A quick stop in DC shows Broyles talking with a committee head regarding the Bell situation. Due to the efforts of the Fringe division, they get a serious bump in funding and Broyles has been elevated to General. He taps Nina to run their now fully funded science division. At the hospital, Walter and Peter await word on Olivia. Walter believes that after such a heavy cortexiphan fueled output, Olivia may be normal, though there’s no guarantee the cortexiphan may pop up some time in the future. The doctor comes out and says Olivia is ready to go home; Peter leaves Walter alone with Astrid, and the old scientist finally calls Astrid by her real name.

Peter shows her the house he found for them and instantly we can tell something is not quite right with Olivia. Is it bad? It seems to be until she tells Peter she’s pregnant. Walter and Astrid walk in and the four share a well-deserved moment of happiness.

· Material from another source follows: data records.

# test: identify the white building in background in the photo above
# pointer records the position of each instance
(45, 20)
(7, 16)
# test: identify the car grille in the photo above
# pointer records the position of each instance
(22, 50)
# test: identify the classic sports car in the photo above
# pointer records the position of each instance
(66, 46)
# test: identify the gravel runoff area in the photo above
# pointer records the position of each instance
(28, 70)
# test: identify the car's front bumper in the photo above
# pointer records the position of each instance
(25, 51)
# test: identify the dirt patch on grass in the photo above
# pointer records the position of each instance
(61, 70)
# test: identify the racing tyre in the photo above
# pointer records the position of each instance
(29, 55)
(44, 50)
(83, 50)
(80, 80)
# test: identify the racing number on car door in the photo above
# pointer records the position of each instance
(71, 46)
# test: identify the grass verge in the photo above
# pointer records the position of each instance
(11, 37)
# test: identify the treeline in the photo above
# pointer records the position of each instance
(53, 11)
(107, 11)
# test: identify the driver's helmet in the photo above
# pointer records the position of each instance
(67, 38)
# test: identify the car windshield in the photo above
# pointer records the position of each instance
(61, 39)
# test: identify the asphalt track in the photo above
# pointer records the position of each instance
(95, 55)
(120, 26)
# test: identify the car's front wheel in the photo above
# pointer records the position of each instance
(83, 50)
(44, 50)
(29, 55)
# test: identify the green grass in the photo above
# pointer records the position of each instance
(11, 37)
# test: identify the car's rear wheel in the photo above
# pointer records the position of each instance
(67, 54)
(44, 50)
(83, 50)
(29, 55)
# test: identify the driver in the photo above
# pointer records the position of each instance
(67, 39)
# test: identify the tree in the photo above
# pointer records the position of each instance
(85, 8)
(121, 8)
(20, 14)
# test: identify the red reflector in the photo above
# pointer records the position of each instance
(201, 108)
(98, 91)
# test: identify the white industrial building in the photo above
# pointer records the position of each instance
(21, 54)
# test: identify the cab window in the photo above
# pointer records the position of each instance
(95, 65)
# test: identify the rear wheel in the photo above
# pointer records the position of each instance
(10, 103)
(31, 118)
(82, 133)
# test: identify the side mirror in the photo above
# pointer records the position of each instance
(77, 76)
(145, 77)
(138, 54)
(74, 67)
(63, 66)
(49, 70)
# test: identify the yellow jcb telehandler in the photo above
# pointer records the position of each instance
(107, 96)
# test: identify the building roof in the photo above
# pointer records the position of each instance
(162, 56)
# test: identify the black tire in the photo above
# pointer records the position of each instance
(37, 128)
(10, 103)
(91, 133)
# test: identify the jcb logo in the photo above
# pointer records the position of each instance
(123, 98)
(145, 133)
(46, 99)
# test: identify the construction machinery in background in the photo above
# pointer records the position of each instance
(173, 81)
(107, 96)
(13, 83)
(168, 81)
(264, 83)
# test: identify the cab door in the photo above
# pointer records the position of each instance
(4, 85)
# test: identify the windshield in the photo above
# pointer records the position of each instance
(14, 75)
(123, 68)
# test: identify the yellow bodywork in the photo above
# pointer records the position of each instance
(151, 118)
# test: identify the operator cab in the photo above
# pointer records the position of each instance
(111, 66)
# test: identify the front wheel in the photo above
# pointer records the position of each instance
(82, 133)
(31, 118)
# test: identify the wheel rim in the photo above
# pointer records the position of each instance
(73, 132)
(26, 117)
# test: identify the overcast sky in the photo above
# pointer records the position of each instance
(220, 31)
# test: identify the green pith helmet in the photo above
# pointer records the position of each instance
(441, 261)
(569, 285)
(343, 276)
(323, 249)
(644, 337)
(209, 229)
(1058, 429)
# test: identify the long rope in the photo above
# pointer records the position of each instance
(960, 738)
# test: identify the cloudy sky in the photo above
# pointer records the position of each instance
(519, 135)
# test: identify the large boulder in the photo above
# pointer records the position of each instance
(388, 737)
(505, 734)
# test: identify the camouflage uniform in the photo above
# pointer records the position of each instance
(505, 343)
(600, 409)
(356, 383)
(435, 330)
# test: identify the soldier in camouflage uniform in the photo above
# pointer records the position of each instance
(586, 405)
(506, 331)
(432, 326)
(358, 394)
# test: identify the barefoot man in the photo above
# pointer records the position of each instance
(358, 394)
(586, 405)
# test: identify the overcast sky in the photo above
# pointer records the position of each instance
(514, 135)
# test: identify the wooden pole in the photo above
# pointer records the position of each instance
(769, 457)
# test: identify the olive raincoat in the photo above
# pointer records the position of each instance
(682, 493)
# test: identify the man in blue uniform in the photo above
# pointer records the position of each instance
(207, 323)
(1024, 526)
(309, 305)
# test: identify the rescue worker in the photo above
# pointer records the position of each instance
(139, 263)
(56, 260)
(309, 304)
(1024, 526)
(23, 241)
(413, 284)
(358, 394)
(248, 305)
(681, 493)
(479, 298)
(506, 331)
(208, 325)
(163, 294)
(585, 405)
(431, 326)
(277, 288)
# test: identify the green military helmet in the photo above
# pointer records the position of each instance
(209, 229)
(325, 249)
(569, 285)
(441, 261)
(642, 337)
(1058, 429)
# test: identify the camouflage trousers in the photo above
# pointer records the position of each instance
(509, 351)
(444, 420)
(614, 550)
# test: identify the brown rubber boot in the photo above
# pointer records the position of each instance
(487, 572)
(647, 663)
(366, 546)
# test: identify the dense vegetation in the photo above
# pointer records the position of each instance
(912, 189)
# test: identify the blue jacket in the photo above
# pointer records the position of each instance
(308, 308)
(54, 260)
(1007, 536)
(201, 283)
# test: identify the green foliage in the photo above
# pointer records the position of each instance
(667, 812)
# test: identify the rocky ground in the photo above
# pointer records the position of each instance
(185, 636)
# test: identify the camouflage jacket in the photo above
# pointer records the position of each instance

Later that night, Walter is back at the lab fixing himself a PB&J when September returns. “We have to warn the others,” he says. “They are coming.” Walter asks September just who ‘they’ are but we never hear the Observer’s reply as the credits roll.

Man oh man, what a way to end this season. The startling re-introduction of Bell—kept secret despite the spoiler-filled world we live in—as the engine behind David Robert Jones and the push for a new world fit nicely into this crazy ‘Fringe’ world where things aren’t always as they seem. I knew the healing properties of the cortexiphan would play a role in the future but I couldn’t hold back the gasp when Walter put a bullet in Olivia’s head. Though she lived, the Observer’s point that she had to die ended up being true. I can only wonder where things go from here. Several stories were tied up while others remain open and possible story arcs for next year’s truncated swan song of a season. The ‘Fringe’ group has made it through some tough times…we’ll have 13 more episodes to see just how many more they have yet to face.